You can obtain the relevant data privacy policy from Google at the following link: https://policies.google.com/privacy/update?hl=en.

If, through conversion tracking, we disclose information about your visit to our site to Google and we are to be regarded as the contoller of this data in terms of the data protection law, the following additionally applies:

The legal basis for the transmission is our legitimate interests to tailor the design of our website and to optimize our advertising campaigns via Google (Art. 6(1) lit. f GDPR). The recipient of the data is Google in the USA. For the United States of America, there is no adequacy decision by the EU Commission, i.e. from a European data protection point of view, the USA does not offer a level of data protection that corresponds to that of the EU. However, Google has a so-called EU-U.S. Privacy Shield certification. The EU-U.S. Privacy Shield Agreement is a data protection agreement designed to ensure an adequate level of data protection for data transfers to certified U.S. companies. The EU Commission has confirmed the adequacy of the guaranteed data protection level according to the EU-U.S. Privacy Shield Agreement by resolution of 12 July 2016 (Az. C(2016) 4176). The decision of the EU Commission can be viewed here: http://eur-lex.europa.eu/legal-content/EN/TXT/HTML/?uri=CELEX:32016D1250&from=DE The current status of Google's certification under the EU-U.S. Privacy Shield Agreement is available at https://www.privacyshield.gov/participant?id=a2zt000000001L5AAI&status=Active.

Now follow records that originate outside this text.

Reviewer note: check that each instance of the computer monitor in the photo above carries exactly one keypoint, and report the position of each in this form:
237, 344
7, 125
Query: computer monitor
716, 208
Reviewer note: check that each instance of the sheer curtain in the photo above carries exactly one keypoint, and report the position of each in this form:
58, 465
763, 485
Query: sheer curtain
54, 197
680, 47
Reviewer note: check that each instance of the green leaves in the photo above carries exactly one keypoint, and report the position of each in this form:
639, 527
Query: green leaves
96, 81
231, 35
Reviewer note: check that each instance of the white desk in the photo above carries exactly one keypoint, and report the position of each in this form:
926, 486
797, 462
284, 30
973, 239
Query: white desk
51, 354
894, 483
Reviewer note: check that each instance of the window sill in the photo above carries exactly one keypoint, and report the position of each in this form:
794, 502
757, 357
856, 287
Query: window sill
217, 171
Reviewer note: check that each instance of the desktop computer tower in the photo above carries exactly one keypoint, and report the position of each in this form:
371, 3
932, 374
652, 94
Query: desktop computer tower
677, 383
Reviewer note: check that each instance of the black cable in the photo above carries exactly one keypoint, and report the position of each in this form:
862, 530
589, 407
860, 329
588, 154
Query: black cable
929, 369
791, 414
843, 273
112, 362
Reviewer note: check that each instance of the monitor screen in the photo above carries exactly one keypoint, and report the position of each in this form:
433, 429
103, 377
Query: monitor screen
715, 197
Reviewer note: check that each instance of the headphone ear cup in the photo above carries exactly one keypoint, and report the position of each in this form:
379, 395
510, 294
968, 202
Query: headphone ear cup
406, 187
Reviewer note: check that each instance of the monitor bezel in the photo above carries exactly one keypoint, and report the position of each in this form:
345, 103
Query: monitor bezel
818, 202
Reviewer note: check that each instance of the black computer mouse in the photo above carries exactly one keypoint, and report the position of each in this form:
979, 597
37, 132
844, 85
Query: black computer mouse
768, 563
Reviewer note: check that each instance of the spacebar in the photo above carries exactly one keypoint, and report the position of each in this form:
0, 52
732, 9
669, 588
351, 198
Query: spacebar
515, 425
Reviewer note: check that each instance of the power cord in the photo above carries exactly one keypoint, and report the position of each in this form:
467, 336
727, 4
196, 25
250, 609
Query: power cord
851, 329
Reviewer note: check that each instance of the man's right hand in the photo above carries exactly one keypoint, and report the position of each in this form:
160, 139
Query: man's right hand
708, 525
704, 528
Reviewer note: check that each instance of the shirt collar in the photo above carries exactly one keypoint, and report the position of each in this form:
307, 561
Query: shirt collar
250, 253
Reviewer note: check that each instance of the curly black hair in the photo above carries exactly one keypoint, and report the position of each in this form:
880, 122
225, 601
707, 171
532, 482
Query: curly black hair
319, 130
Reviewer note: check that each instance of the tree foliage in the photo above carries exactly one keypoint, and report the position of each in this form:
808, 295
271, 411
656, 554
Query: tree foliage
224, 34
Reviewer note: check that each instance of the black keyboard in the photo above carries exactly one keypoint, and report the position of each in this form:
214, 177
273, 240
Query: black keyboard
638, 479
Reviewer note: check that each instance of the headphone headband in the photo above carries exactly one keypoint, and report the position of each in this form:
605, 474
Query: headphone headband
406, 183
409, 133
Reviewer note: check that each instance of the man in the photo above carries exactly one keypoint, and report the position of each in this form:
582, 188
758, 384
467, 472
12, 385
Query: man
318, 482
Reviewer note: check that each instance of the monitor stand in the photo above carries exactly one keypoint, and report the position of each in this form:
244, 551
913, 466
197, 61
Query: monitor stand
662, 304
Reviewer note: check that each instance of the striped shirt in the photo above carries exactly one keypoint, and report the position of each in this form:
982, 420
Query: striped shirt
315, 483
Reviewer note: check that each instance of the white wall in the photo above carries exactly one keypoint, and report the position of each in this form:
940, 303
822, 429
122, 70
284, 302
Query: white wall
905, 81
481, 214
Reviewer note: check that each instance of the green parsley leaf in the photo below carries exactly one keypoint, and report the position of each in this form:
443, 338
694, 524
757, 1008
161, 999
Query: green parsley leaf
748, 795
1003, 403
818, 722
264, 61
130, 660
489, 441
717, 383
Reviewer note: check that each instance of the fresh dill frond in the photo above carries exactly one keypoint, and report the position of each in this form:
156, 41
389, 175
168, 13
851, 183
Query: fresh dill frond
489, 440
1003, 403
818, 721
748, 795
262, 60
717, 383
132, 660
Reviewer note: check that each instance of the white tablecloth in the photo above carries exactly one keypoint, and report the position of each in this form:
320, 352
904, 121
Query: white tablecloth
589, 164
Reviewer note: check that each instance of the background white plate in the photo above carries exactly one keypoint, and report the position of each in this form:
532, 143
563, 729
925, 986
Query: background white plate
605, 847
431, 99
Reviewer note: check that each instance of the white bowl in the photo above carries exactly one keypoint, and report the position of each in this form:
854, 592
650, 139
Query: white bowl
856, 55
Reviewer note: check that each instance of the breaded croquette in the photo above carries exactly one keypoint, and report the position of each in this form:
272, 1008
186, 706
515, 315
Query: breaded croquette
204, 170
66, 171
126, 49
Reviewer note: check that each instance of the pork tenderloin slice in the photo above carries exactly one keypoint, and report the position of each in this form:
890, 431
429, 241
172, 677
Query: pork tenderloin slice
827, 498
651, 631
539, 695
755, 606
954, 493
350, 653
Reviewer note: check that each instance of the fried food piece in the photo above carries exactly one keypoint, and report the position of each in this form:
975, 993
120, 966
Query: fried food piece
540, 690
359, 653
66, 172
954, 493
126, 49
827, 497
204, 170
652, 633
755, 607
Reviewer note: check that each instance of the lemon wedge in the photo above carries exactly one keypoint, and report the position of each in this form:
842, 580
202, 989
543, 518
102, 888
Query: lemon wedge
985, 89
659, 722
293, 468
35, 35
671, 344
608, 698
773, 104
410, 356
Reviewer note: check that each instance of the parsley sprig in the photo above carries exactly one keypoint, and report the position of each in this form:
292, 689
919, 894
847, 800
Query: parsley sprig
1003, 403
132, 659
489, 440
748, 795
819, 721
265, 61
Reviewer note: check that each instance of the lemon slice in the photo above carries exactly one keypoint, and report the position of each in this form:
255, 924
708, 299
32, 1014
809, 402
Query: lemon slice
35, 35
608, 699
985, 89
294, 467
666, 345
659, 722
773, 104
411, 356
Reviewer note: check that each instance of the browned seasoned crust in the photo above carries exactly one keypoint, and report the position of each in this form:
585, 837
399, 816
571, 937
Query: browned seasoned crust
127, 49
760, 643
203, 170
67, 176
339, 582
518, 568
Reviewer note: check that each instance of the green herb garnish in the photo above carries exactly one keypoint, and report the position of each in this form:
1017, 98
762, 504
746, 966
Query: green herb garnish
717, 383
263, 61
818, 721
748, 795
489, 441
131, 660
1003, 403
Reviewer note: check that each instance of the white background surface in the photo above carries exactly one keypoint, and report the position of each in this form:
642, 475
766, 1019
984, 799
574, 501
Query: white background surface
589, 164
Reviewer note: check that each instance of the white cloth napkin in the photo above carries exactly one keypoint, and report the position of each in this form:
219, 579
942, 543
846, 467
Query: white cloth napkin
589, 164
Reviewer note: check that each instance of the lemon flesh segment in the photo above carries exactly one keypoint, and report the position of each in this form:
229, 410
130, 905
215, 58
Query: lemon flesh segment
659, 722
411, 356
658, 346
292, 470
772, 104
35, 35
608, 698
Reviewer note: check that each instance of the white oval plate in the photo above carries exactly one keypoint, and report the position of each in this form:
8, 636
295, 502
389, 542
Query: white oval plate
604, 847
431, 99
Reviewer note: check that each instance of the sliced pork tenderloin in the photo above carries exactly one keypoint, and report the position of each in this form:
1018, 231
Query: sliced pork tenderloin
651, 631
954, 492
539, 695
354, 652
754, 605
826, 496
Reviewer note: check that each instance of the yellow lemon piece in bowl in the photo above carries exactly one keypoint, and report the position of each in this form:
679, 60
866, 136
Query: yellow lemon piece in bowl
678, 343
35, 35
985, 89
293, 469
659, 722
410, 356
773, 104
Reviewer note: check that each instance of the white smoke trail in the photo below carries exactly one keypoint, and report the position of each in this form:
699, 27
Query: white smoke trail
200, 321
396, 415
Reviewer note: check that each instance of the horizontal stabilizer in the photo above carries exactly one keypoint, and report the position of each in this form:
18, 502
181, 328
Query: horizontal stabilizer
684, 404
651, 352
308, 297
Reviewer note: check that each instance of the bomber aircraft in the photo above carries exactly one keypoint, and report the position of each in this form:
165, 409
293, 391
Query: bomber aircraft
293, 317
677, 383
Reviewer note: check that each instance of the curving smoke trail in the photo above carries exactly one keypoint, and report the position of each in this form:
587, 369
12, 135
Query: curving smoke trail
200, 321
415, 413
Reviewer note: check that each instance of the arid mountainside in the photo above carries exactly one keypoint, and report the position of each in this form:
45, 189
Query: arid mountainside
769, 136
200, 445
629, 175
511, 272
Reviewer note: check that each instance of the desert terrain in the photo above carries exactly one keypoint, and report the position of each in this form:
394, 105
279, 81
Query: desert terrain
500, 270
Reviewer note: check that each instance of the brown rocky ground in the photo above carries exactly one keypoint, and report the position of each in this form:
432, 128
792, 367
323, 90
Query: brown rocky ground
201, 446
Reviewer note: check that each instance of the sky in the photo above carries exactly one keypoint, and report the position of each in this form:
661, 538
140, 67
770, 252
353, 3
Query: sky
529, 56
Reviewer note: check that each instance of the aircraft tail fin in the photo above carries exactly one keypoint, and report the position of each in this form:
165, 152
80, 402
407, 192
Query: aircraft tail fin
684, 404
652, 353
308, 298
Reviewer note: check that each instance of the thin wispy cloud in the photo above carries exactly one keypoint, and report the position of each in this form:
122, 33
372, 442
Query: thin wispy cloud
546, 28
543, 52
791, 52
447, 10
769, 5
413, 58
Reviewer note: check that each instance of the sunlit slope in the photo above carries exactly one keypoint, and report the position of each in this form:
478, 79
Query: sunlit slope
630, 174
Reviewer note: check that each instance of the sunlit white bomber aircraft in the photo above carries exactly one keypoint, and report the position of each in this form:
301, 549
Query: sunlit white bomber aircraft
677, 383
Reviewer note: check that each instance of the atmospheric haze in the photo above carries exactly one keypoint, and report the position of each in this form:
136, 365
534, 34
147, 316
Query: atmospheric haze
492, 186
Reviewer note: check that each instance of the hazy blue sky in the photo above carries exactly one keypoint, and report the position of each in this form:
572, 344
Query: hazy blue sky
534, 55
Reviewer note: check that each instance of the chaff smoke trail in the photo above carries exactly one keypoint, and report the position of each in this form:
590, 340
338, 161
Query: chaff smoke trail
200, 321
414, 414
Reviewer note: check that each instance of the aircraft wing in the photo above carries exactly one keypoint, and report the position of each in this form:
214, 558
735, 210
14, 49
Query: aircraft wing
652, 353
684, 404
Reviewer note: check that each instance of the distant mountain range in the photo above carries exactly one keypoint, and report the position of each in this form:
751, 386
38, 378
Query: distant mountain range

In a nutshell: We use a standard web analytics software to better understand how you use our website. This is done without any reference to your name and without storing your full IP address. If you don’t want this either, simply click on the adjacent link: https://www.ginlo.net/en/legal/privacy#cookies-unsubscribe

4 Special part for ginlo @work users and administrators (after login)

As a user of ginlo @work you can log in to the customer portal at work.ginlo.net. Here, all users of ginlo @work can change their account passwords. Administrators can use the portal to manage their subscription and billing data.

After login to work.ginlo.net, in addition to the default logging (number 3.c), we store your login and logout times including IP address and the data of the browser you have used for 7 days. We use this information exclusively to prevent and respond to misuse.

The legal basis for this is our legitimate interests in the prevention and prosecution of abuse (Art. 6(1) lit. f GDPR).

In the course of logging in, the customer portal web application sets a temporary “cookie” with an identifier on your computer. A cookie is a small text file that is saved on your computer. The content of this file is transferred to our server with each call of a ginlo web page. We use the cookie exclusively to recognize you as a logged-in user (a so-called session cookie). The cookie is deleted automatically when you close the browser window. In your browser settings, you can decline the saving of cookies. A use of the customer portal is then no longer possible.

Version: 4 September 2018

In a nutshell: As a logged-in user you can access additional website features. To provide those, we need to use a cookie which is automatically deleted once you close the browser.